Para Jorginho, o que antes era inferno, se tornara um paraíso, pois afinal de contas, não era qualquer um que tinha o privilégio de conviver com o falecido goleiro Zé Carlos, Leandro, Mozer, Tita, Andrade, Júnior, Adílio, Nunes e Zico.

Assim como na cidade de Jericó, onde Jesus foi tentado pelo Diabo no Monte, o jovem Jorginho, então dono da camisa 2 do Flamengo, resistia às tentações da Cidade Maravilhosa. 

Em 1986, conquistou o Campeonato Carioca e entregou sua vida a Jesus, naquele 1° de junho daquele ano.

No ano seguinte, já recebeu as primeiras convocações para a seleção brasileira principal, sendo ao lado de Zé Carlos, Leandro, Edinho, Leonardo, Andrade, Aílton, Zico, Bebeto, Renato Gaúcho e Zinho, Campeão Brasileiro de 1987 e prata nas Olimpíadas de Seul, em 1988, na Coreia do Sul.

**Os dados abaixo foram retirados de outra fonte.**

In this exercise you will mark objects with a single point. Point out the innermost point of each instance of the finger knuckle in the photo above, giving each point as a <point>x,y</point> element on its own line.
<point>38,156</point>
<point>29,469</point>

Em 1989, quando ainda defendia o Flamengo, conseguiu se tornar Campeão da Copa América.

Logo após a conquista, Jorginho se transferiu para o Bayern Leverkusen, da Alemanha. 

O lateral-direito foi destaque na conquista da Copa da Alemanha na temporada de 1992/93.

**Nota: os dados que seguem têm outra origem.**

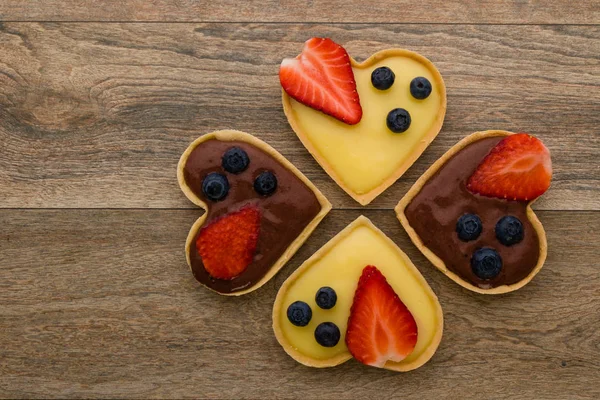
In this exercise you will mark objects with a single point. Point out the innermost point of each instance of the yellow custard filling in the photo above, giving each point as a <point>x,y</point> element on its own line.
<point>364,155</point>
<point>340,267</point>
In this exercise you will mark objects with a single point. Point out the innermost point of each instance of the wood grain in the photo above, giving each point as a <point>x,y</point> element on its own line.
<point>100,303</point>
<point>382,11</point>
<point>96,115</point>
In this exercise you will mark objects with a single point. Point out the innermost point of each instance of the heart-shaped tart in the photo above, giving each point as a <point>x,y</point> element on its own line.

O sucesso foi tanto que, no mesmo ano, foi contratado pelo arquirrival Bayern de Munique.

Então, o menino de Guadalupe chegou ao auge, vencendo a Liga dos Campeões (1995/96) e Campeonato Alemão (1993/94).

Em meio a essa excelente fase, o craque foi chamado para a seleção brasileira na disputa da Copa do Mundo de 1994, em solo americano. 

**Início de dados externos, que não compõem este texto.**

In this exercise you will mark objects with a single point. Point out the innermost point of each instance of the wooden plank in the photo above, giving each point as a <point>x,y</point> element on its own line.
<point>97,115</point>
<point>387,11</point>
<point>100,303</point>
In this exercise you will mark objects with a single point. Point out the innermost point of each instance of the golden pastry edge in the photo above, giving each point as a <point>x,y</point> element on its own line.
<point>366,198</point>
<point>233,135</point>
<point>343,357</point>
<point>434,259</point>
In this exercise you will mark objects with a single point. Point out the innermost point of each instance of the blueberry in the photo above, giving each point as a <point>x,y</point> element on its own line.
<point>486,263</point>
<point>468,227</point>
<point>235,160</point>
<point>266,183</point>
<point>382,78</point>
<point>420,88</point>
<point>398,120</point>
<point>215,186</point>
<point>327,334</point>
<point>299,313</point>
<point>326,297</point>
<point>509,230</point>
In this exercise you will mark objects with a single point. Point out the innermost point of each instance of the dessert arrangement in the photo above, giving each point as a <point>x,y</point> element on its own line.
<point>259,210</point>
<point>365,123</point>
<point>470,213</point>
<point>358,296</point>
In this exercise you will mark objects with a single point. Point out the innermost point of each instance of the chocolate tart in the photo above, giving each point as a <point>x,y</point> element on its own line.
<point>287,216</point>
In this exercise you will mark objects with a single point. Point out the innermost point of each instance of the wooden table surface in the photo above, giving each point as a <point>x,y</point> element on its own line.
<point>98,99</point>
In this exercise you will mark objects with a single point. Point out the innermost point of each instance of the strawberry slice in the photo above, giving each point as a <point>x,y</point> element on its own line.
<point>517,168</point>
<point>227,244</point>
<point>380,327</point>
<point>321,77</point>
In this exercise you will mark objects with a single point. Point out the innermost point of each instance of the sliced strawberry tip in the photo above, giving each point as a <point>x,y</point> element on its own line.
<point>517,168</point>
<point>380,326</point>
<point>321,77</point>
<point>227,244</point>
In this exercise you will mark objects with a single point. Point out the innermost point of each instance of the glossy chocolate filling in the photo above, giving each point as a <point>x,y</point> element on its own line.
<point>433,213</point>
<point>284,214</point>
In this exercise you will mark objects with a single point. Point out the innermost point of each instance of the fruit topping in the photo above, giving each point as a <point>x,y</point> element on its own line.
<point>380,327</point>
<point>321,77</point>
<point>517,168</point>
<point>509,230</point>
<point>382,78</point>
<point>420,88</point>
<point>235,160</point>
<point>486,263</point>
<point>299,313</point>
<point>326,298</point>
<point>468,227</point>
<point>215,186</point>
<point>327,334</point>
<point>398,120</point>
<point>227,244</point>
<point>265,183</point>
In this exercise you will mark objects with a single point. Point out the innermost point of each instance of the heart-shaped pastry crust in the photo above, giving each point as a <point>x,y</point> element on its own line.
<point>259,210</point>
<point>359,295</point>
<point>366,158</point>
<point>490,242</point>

O título conquistado veio coroar uma geração contestada, que sob o comando de Parreira, deu a resposta em campo e quebrou um hiato de 24 anos sem título. 

Nos anos seguintes, já experiente, Jorginho ainda passou pelo Kashima Antlers, do Japão, levantando as taças do Campeonato Japonês (1996 e 98), da Copa da Liga Japonesa (1997), além da Copa do Imperador (1997).

Uma década depois, retornou ao Brasil para atuar no São Paulo. 

Em 2000, foi Campeão Brasileiro e da Copa Mercosul com o Vasco da Gama, tornando-se ídolo nos corações vascaínos e deixando seu pai, o velho Jayme, feliz no céu. 

Antes de encerrar a carreira, Jorginho defendeu ainda o Fluminense, onde foi Campeão Carioca, em 2002. 


Pendurando as chuteiras, resolveu se dedicar às carreiras de treinador e de auxiliar, sem jamais ter abandonado sua Bíblia Sagrada, já que nos tempos de jogador, ele foi um dos principais nomes dos Atletas de Cristo, movimento que começou a ganhar força no futebol brasileiro no começo dos anos 1990.

Casado com Cristina e pai de Laryssa, Vanessa, Daniel e Isabelly, Jorginho também atua no social, sendo presidente do Instituto Bola Pra Frente, que nasceu de um sonho quando ele tinha 11 anos de idade e jogava bola no campo de várzea, em frente à sua casa, em Guadalupe, onde até hoje funciona o Instituto. 

Desde a sua inauguração, no ano 2000, o Bola Pra Frente, vem investindo em pesquisa e desenvolvimento de ferramentas que utilizam o futebol para a transformação social. 


O Instituto atende crianças e adolescentes de baixa renda na faixa etária de 6 a 17 anos, no contraturno escolar e oriundos de escolas públicas. 

Hoje este numero gira em torno de 2.000 crianças.

Jorginho, craque dentro e fora de campo, apostou na fé para ter a sua vida transformada e, mesmo sendo um homem de palavras fortes, traz consigo a capacidade de crer que nenhuma causa é perdida. 

Contudo, lição esta que aprendeu em casa a duras penas e se imortalizou no coração dos torcedores dos clubes que defendeu, e que hoje, 17 de agosto, o felicitam pelo seu 54° aniversário.